In that world, convenience becomes the platform. Because when you combine voice control—the most naturalistic form of human expression, that sidesteps layers of taxonomy and UI that makes operating systems so hard to design—with domestic hardware that’s always going to be part of the physical world, the doorsteps change. Google’s invincible search engine, spewing out endless streams of referral dollars, hypothetically wields no more presence than the Samsung fridge from which you're grabbing your breakfast. This phenomenon is, perhaps, a second, better definition for the Internet of Things: Every object has a secondary profit model introduced by the web.
Now, hardware manufacturers have remembered their value, and CES’s obsession with voice proves it. It’s why Ford is working hard to stave off Google and Apple’s attempts to take over its in-car OS, and even got Toyota on board with its platform instead of siding with the Valley alternatives. If Ford has worked so hard to sell you its car, why would it let Google get the cut of every gas station it points you to? It’s just bad business...even if it's rumored to be inevitable.

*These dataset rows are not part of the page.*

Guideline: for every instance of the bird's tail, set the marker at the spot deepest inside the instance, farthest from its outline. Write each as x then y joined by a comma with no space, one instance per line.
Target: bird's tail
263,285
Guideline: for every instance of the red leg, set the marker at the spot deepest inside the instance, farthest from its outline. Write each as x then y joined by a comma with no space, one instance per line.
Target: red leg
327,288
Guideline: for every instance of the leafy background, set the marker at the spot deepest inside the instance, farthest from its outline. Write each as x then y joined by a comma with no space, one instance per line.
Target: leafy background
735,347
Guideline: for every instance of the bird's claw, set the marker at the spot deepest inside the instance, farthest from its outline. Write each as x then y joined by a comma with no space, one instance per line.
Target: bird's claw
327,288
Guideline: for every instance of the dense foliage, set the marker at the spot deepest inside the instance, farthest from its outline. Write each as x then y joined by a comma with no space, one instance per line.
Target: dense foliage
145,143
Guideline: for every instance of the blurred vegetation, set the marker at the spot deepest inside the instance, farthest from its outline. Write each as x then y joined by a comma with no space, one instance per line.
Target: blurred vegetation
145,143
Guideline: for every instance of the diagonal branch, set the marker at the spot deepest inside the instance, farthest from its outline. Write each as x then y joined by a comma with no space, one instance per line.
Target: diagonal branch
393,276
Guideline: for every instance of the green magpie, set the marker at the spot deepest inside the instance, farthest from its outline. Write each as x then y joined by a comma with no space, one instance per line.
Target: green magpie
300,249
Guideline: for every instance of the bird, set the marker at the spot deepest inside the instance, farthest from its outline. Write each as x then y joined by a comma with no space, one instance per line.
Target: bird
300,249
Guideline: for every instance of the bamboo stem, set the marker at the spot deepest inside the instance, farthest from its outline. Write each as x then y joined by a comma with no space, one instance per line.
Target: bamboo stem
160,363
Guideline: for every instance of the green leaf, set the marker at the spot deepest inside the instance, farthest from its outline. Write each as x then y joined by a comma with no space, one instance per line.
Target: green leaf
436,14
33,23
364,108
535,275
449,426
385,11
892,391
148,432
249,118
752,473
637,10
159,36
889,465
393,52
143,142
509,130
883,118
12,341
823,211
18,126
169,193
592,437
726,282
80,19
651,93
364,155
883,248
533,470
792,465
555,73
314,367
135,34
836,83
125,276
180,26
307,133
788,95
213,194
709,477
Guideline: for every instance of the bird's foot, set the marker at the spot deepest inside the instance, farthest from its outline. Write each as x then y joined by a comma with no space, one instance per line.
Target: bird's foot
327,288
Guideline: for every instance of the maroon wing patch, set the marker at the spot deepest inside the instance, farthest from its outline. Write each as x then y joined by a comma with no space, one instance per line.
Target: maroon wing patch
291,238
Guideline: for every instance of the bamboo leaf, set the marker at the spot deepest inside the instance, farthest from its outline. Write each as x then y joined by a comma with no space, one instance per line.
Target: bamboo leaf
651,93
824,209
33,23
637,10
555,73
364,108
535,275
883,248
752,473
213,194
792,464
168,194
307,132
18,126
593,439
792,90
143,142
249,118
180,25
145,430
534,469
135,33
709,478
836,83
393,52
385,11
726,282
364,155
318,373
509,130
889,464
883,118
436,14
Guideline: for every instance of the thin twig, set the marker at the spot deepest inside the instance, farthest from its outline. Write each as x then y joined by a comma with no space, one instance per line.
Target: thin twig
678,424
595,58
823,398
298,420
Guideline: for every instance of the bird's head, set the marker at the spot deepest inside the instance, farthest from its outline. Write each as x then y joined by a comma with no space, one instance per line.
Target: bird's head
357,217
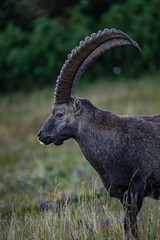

Too Many Companies Are Listening To What They Want To Hear
But the problem with a scenario in which you can talk to anything is that you’re no longer talking to one thing. Only so many ears can live in one room. If I muse aloud that I need more shampoo in the shower, what hears me? Is it my iPhone sitting at the sink? Alexa networked in my apartment? Some new smart water nozzle from Kohler? And even if that bit is sorted out, I’m left with a bigger problem than the surface UI: Navigating the social dynamics, and the motivations, of everything that can hear me.
Because of the aforementioned business model at their core, each object that hears me is inherently biased. Make no mistake: Amazon’s Alexa is not Iron Man’s Jarvis. Jarvis answers to one guy, Tony Stark, because Tony Stark is the only guy he needs to keep happy. Alexa answers to all of Wall Street, because Amazon is a publicly traded company that needs to ship you things to live. And so Alexa’s not going to hunt around to find you the best deal on shampoo, much like Google Maps will never refer you to Lyft (unless an anti-trust suit catches up with it).
As consumers, we’re caught in the middle of the convenience. Do we choose to side with Siri, Alexa, or Cortana, and talk only to her, despite looming bias and the risk of growing dependent on a single voice—a voice that could take advantage of us? Or do we side with a free market that gives a voice to every stupid overzealous object in our lives, however confusing that may be, in a world where ordering milk becomes a bidding war on a commodities training floor?
Which future do you root for? They both sound horrible.
The way I see it, in another five years, we’ll all live like kings, having every whim taken care of on spoken demand. But we’ll be more like the kings of King’s Landing, where the ears hide everywhere, and our closest advisors can nary be trusted.